AgentSkillsCN

markdown-converter

使用已安装的markitdown和markit CLIs,将文档和文件转换为实用的Markdown格式。适用于将PDF、Word (.docx)、PowerPoint (.pptx)、Excel (.xlsx, .xls)、HTML、CSV、JSON、XML、图片、音频、ZIP压缩包、YouTube链接或EPub转换为Markdown时使用;在选择markit还是markitdown以获得更好的提取质量、比较PDF提取结果或扫描版及图片密集型PDF可能需要OCR时使用。

SKILL.md
--- frontmatter
name: markdown-converter
description: Convert documents and files to useful Markdown using the installed markitdown and markit CLIs.

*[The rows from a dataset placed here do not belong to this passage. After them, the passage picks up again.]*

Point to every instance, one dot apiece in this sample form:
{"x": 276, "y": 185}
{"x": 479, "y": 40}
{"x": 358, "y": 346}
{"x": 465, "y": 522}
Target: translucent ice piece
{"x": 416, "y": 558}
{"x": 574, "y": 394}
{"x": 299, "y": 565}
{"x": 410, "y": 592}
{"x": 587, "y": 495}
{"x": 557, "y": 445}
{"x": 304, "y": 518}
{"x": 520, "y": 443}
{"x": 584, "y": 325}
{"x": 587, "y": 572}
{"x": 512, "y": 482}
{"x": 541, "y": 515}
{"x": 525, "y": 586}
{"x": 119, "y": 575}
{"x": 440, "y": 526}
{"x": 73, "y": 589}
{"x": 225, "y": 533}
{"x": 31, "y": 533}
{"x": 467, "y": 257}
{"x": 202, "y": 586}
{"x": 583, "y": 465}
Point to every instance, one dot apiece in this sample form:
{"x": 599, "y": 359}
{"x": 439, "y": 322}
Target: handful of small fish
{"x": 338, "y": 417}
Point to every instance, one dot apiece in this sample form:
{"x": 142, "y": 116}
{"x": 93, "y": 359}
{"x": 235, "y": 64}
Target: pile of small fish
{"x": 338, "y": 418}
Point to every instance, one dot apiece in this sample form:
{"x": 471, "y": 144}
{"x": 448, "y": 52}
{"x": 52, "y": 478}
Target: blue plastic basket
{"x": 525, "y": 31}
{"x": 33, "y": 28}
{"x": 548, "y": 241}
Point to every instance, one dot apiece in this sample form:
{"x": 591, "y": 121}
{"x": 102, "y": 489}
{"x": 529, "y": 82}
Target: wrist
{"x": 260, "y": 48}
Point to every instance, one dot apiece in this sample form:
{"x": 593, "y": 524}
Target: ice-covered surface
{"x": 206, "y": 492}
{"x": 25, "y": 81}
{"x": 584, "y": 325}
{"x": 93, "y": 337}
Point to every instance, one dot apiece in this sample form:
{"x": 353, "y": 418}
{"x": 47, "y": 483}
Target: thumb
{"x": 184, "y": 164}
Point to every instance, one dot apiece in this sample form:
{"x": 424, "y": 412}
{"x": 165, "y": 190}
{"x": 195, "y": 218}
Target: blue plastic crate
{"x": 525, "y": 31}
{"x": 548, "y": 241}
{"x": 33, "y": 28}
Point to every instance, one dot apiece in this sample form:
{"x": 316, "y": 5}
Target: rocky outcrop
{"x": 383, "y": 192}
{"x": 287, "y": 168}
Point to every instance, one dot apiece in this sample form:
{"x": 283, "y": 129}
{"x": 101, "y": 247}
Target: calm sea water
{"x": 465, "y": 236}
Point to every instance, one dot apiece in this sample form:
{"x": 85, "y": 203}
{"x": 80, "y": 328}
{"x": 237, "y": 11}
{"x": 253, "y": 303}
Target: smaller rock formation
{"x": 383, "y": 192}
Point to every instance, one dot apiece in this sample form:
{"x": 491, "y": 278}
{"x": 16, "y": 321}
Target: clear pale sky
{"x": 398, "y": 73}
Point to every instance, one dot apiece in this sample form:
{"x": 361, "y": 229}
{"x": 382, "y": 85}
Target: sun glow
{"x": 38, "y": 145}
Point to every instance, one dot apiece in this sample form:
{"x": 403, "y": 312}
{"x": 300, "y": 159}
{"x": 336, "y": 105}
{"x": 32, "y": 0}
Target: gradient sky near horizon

Use when converting PDF, Word (.docx), PowerPoint (.pptx), Excel (.xlsx, .xls), HTML, CSV, JSON, XML, images, audio, ZIP archives, YouTube URLs, or EPubs to Markdown, when choosing between markit and markitdown for better extraction quality, when comparing PDF extraction results, or when OCR may be needed for scanned or image-heavy PDFs.

Markdown Converter

Convert files to useful Markdown using the installed markitdown and markit CLIs.

Route First

  • Use markitdown first for .docx, .pptx, .xlsx, .xls, HTML, CSV, JSON, XML, images, audio, ZIP, YouTube, EPUB, and most non-PDF formats.
  • Use markitdown first for email-like, letter-like, or mostly linear-prose PDFs.
  • Use markit -q first for table-heavy, form-like, or multi-column PDFs where layout matters.
  • Use markitdown --use-plugins for scanned or image-heavy PDFs only when the environment already has a working OpenAI-compatible vision client/model configured for MarkItDown OCR.
  • Fall back to plain markitdown and say OCR is unavailable when that OCR configuration is missing.

Retry Or Compare

  • Do not run both tools by default.
  • Run the other tool when the first output is high-value and suspect, or when the user explicitly asks to compare.
  • Treat these as suspect: flattened tables, broken reading order, repeated headers or footers, near-empty output, clearly jumbled text, or giant data:image blocks.
  • For DOCX, prefer markitdown when markit emits base64-heavy Markdown.

Commands

bash
# Default DOCX / non-PDF path
markitdown input.docx > output.md

# Default prose-PDF path
markitdown input.pdf > output.md

# Layout-sensitive PDF path
markit -q input.pdf > output.md

# OCR path, only when OCR is configured
markitdown --use-plugins input.pdf > output.md

# Compare both on a PDF, then keep the better result
markitdown input.pdf > /tmp/markitdown.md
markit -q input.pdf > /tmp/markit.md

Output Rule

  • Return the chosen Markdown, not two full outputs.
  • If both tools were run, state which tool won and why in one short sentence.